Performance Tuning
You can enable the CPU high-performance mode, Transparent Huge Pages (THP), and jemalloc optimization to improve performance. The three modes are independent of each other. You can enable one or more of them.
When a 192-core server processes low-concurrency long-sequence jobs, the CPU load tends to be high. As a result, the CPU becomes a system bottleneck, causing TPOP performance fluctuation and deterioration. You are advised to perform optimization by referring to this section.
Enabling the CPU High-Performance Mode and THP
Run the following commands on the bare-metal server (BMS) to enable high-performance CPU mode and THP to improve performance.
- Enabling high-performance CPU mode increases TPS by approximately 3% while maintaining the same latency constraint.
cpupower -c all frequency-set -g performance
- Enabling THP results in more stable throughput, as demonstrated by multiple tests.
echo always > /sys/kernel/mm/transparent_hugepage/enabled
The service process may compete with model execution processes for CPU resources, leading to fluctuations in performance and latency. To mitigate the impact of CPU contention, you can manually bind the service process to an odd-numbered CPU core when starting the service. The detailed method is as follows:
- Run the lscpu command to view the CPU configuration of the system.
lscpu
Information similar to the following is displayed:
NUMA: NUMA node(s): 8 NUMA node0 CPU(s): 0-23 NUMA node1 CPU(s): 24-47 NUMA node2 CPU(s): 48-71 NUMA node3 CPU(s): 72-95 NUMA node4 CPU(s): 96-119 NUMA node5 CPU(s): 120-143 NUMA node6 CPU(s): 144-167 NUMA node7 CPU(s): 168-191
- Run the taskset -c command to bind the service process to an odd-numbered CPU core and start the process.

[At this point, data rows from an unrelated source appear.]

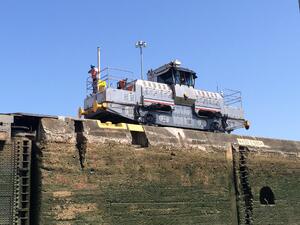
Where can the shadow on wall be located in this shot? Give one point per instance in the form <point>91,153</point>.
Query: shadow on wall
<point>266,196</point>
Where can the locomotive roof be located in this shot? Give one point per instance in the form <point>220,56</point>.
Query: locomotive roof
<point>172,65</point>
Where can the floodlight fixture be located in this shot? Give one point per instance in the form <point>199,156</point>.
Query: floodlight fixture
<point>141,45</point>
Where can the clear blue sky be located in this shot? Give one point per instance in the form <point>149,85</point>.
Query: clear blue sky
<point>46,48</point>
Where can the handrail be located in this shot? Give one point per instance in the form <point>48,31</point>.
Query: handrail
<point>232,97</point>
<point>111,76</point>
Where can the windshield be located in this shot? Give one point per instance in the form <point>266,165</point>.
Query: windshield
<point>184,78</point>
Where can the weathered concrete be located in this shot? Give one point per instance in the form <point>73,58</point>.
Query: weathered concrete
<point>183,177</point>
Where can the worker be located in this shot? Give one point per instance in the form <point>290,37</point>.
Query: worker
<point>94,74</point>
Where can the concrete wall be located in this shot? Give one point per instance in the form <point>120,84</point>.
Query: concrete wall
<point>84,175</point>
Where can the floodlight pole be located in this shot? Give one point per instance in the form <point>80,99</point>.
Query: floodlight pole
<point>141,45</point>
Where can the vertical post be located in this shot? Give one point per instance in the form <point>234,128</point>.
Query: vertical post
<point>141,45</point>
<point>141,53</point>
<point>98,61</point>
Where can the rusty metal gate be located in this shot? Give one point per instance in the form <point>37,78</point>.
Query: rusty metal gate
<point>15,162</point>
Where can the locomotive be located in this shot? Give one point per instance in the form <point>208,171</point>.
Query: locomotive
<point>167,98</point>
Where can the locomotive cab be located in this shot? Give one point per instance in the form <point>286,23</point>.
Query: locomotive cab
<point>173,74</point>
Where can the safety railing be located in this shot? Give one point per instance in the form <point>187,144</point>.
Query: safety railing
<point>232,97</point>
<point>111,76</point>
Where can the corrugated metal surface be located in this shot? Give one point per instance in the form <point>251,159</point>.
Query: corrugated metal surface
<point>15,160</point>
<point>7,178</point>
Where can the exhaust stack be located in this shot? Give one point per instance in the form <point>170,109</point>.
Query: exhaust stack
<point>98,61</point>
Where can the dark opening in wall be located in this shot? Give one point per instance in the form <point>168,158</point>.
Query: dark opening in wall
<point>266,196</point>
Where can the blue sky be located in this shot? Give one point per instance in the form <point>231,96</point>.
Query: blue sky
<point>46,48</point>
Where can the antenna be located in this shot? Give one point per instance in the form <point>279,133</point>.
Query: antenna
<point>141,45</point>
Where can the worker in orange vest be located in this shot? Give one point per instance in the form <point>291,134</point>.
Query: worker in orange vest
<point>94,74</point>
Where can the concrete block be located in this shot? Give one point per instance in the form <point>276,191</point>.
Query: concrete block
<point>94,133</point>
<point>60,130</point>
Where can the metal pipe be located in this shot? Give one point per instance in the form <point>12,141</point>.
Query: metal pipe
<point>98,60</point>
<point>141,53</point>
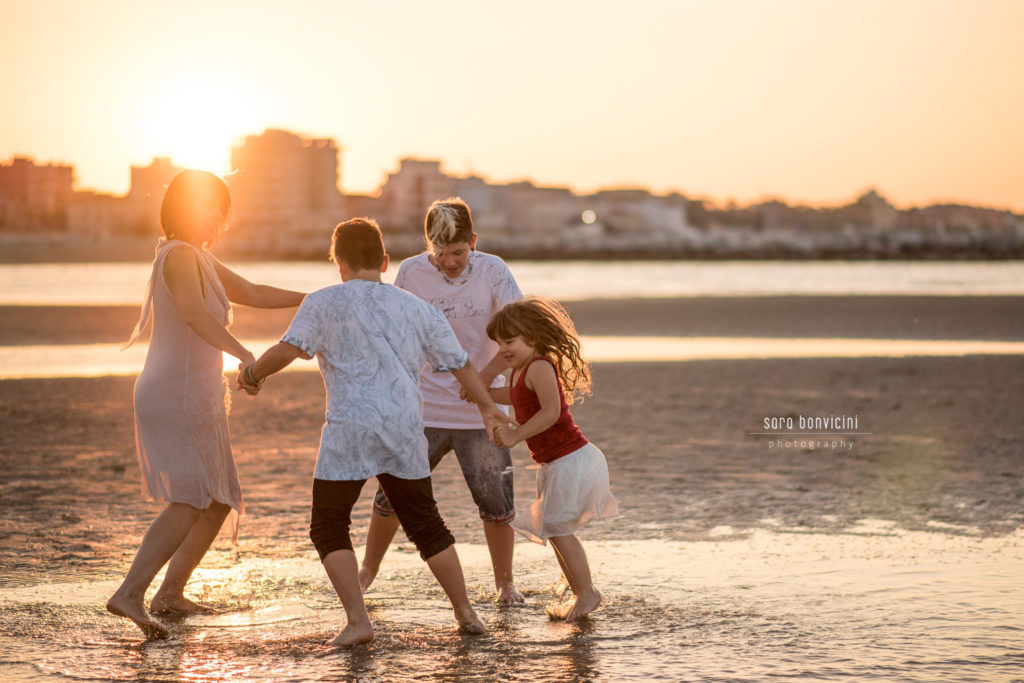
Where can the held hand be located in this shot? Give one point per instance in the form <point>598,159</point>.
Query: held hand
<point>505,436</point>
<point>245,378</point>
<point>500,428</point>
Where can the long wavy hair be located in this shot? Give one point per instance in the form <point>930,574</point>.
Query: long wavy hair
<point>544,325</point>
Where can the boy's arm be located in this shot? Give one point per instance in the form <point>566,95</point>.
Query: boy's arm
<point>470,380</point>
<point>273,359</point>
<point>501,395</point>
<point>487,375</point>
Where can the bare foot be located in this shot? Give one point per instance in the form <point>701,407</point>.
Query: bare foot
<point>135,610</point>
<point>469,623</point>
<point>177,605</point>
<point>559,610</point>
<point>585,604</point>
<point>354,634</point>
<point>509,595</point>
<point>367,577</point>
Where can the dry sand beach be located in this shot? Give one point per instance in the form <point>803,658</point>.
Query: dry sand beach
<point>939,463</point>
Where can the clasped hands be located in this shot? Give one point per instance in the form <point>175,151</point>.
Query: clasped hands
<point>246,379</point>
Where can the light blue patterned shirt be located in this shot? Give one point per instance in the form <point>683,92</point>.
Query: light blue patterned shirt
<point>371,340</point>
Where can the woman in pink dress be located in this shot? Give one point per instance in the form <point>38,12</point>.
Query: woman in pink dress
<point>184,450</point>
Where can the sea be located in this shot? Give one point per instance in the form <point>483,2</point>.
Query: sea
<point>871,601</point>
<point>120,284</point>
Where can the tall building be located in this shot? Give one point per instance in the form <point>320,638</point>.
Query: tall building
<point>407,194</point>
<point>34,197</point>
<point>284,191</point>
<point>146,193</point>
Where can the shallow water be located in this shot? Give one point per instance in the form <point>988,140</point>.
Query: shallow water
<point>871,602</point>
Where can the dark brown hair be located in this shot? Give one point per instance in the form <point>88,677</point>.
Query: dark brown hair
<point>544,325</point>
<point>358,243</point>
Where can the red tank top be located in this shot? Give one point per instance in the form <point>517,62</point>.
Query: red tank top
<point>560,438</point>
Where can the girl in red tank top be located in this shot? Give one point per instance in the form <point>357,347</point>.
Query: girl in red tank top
<point>540,344</point>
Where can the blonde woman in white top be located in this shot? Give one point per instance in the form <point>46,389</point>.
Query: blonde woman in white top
<point>468,287</point>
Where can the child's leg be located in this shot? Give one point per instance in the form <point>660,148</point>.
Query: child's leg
<point>343,571</point>
<point>572,558</point>
<point>170,596</point>
<point>329,525</point>
<point>414,503</point>
<point>164,537</point>
<point>448,570</point>
<point>379,537</point>
<point>483,466</point>
<point>383,521</point>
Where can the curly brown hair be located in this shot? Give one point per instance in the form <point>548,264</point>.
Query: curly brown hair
<point>544,325</point>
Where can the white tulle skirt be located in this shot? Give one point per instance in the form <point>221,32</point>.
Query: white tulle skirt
<point>570,492</point>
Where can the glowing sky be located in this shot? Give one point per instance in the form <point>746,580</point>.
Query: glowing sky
<point>811,100</point>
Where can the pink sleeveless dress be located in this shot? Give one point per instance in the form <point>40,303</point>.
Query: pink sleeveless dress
<point>184,449</point>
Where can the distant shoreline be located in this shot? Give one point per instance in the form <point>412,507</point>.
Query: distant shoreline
<point>61,248</point>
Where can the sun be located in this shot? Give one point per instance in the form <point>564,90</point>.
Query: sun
<point>193,116</point>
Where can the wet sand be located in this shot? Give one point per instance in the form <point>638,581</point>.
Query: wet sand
<point>942,458</point>
<point>944,443</point>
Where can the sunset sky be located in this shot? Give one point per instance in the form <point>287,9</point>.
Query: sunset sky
<point>810,101</point>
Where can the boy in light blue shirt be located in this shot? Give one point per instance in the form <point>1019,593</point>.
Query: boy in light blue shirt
<point>371,340</point>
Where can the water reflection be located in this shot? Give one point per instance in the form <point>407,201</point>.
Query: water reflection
<point>101,359</point>
<point>869,602</point>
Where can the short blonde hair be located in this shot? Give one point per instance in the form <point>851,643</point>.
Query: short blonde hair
<point>448,221</point>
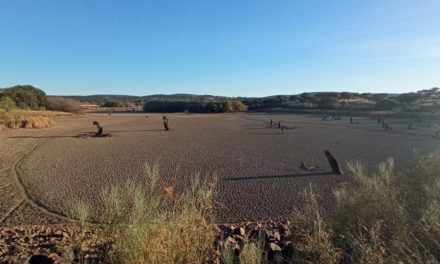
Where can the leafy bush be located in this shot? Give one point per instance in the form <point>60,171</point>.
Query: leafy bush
<point>24,119</point>
<point>27,96</point>
<point>7,103</point>
<point>155,225</point>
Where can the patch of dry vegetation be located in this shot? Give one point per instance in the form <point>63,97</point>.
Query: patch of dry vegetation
<point>27,119</point>
<point>152,224</point>
<point>378,218</point>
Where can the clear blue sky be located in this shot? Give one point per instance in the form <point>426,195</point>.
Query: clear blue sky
<point>221,47</point>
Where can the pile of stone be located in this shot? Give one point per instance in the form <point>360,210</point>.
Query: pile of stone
<point>70,244</point>
<point>275,237</point>
<point>55,244</point>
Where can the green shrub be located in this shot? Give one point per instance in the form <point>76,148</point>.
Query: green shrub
<point>7,103</point>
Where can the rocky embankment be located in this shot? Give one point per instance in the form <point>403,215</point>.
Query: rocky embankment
<point>70,244</point>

taskset -c $cpus ./bin/mindieservice_daemon
$cpus corresponds to the value of node1, node3, node5, or node7 in the CPU configuration command output.
- Run the lscpu command to view the CPU configuration of the system.

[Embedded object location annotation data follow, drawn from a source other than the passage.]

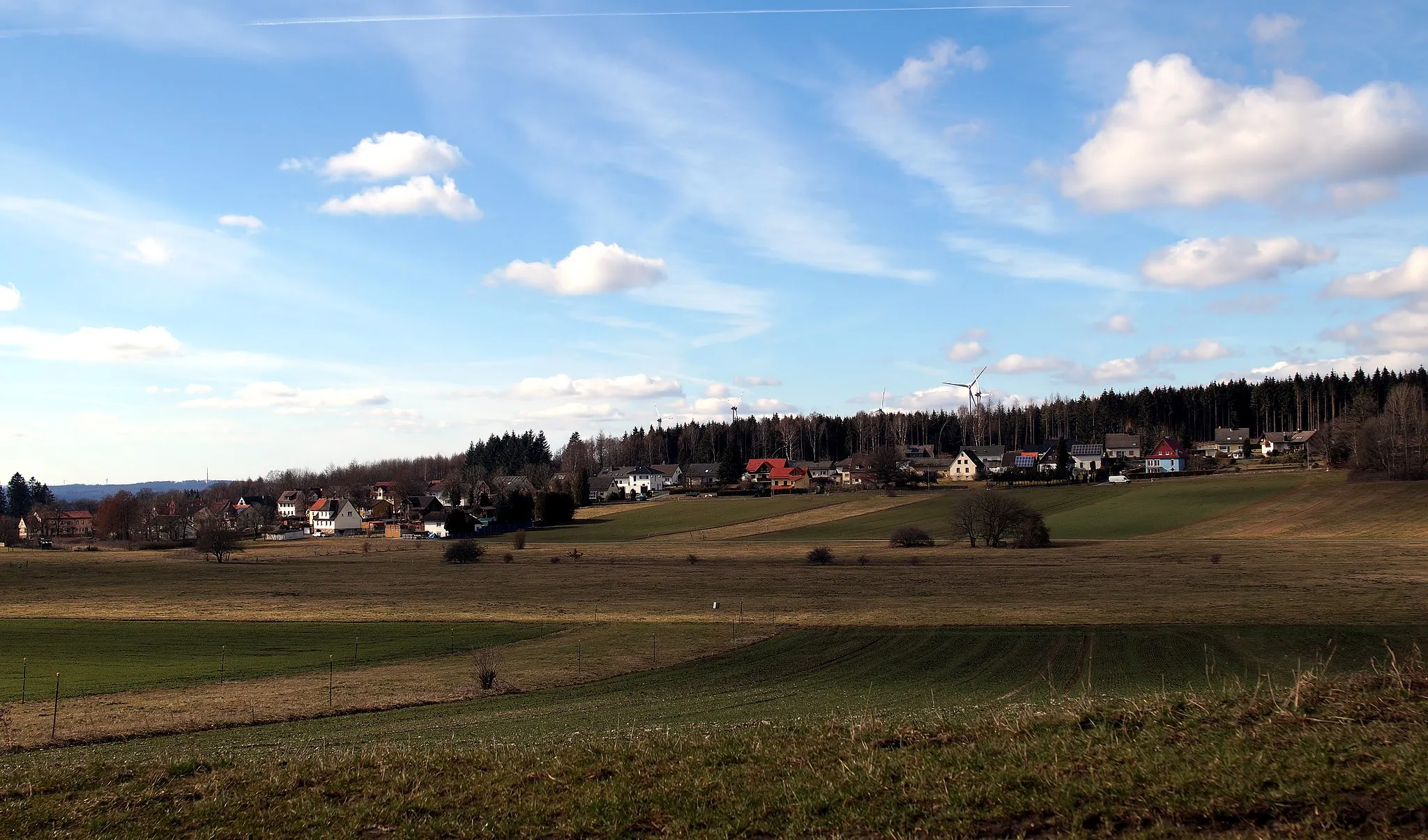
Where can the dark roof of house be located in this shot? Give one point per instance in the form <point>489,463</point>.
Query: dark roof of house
<point>1169,449</point>
<point>1231,435</point>
<point>1289,436</point>
<point>986,453</point>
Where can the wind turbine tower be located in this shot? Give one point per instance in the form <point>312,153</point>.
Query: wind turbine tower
<point>971,395</point>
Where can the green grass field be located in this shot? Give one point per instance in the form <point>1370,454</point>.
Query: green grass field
<point>96,657</point>
<point>1073,513</point>
<point>676,516</point>
<point>814,675</point>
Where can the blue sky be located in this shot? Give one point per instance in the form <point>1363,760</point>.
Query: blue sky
<point>237,247</point>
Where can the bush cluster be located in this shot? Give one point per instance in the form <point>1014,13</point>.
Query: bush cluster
<point>910,537</point>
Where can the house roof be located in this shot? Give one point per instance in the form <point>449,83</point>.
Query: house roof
<point>987,452</point>
<point>1231,435</point>
<point>1169,449</point>
<point>1289,436</point>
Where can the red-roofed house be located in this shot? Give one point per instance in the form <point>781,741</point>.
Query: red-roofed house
<point>759,469</point>
<point>1167,457</point>
<point>787,479</point>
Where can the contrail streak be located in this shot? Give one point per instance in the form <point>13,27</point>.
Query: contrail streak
<point>689,13</point>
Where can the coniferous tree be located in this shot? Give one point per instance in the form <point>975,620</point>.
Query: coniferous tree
<point>730,468</point>
<point>19,503</point>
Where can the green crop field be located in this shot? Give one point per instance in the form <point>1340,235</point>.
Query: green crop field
<point>1076,512</point>
<point>820,673</point>
<point>677,516</point>
<point>96,657</point>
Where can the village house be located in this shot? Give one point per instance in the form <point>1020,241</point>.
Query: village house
<point>1233,442</point>
<point>757,469</point>
<point>700,476</point>
<point>56,524</point>
<point>1123,446</point>
<point>1284,442</point>
<point>640,480</point>
<point>993,457</point>
<point>291,503</point>
<point>1167,457</point>
<point>787,479</point>
<point>1088,457</point>
<point>673,473</point>
<point>329,517</point>
<point>966,466</point>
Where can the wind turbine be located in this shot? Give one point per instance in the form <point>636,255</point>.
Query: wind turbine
<point>971,393</point>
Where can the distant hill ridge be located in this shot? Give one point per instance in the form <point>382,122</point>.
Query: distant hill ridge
<point>72,491</point>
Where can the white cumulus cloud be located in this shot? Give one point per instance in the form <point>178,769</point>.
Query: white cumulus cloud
<point>1181,137</point>
<point>1408,277</point>
<point>1267,29</point>
<point>395,155</point>
<point>1203,264</point>
<point>92,343</point>
<point>420,196</point>
<point>759,382</point>
<point>964,351</point>
<point>590,269</point>
<point>920,73</point>
<point>1117,323</point>
<point>234,220</point>
<point>290,400</point>
<point>620,388</point>
<point>151,250</point>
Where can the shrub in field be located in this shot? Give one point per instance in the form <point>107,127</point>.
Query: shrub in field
<point>994,517</point>
<point>486,662</point>
<point>464,552</point>
<point>554,507</point>
<point>910,537</point>
<point>1034,533</point>
<point>218,542</point>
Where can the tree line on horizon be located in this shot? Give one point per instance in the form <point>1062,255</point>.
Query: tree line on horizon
<point>1349,409</point>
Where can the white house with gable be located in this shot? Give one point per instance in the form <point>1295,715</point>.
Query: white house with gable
<point>333,517</point>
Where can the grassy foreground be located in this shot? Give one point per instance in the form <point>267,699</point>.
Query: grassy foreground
<point>1331,755</point>
<point>98,657</point>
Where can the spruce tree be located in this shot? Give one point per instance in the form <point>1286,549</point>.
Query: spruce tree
<point>19,496</point>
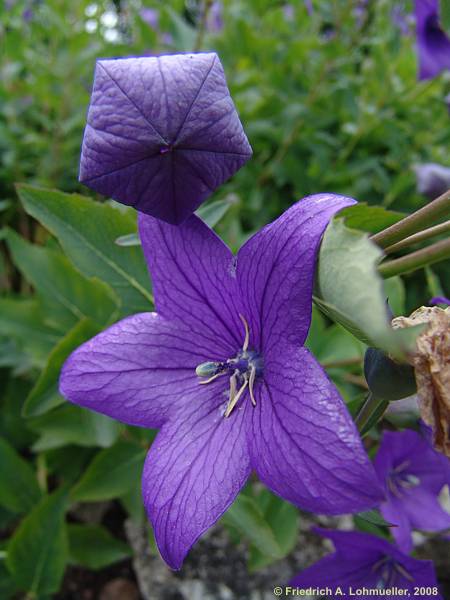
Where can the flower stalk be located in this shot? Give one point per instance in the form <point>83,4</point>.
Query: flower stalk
<point>416,260</point>
<point>422,218</point>
<point>421,236</point>
<point>371,411</point>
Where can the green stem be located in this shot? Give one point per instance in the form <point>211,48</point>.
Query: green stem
<point>372,409</point>
<point>416,260</point>
<point>419,237</point>
<point>429,214</point>
<point>202,27</point>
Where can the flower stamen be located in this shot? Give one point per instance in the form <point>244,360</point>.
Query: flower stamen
<point>244,368</point>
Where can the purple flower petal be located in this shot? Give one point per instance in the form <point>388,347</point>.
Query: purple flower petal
<point>162,133</point>
<point>262,389</point>
<point>363,560</point>
<point>413,475</point>
<point>433,44</point>
<point>137,371</point>
<point>303,442</point>
<point>150,16</point>
<point>275,270</point>
<point>193,281</point>
<point>194,470</point>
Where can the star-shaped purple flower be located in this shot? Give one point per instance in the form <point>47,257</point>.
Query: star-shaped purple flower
<point>162,133</point>
<point>413,474</point>
<point>433,44</point>
<point>220,368</point>
<point>365,561</point>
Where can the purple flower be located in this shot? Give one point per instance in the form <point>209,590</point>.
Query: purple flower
<point>362,561</point>
<point>433,44</point>
<point>150,16</point>
<point>439,300</point>
<point>413,474</point>
<point>162,133</point>
<point>432,179</point>
<point>220,368</point>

Enabling jemalloc Optimization
To optimize jemalloc, you need to compile the jemalloc dynamic link library and import the compiled dynamic link library to the script. The procedure is as follows:
- Click the link to download the jemalloc source code, and refer to the INSTALL.md file for compilation and installation.
- Before starting the service, import the jemalloc dynamic link library to the environment by running the following command:
export LD_PRELOAD="{$path_to_lib}/libjemalloc.so:$LD_PRELOAD"In the preceding command, path_to_lib indicates the path of libjemalloc.so.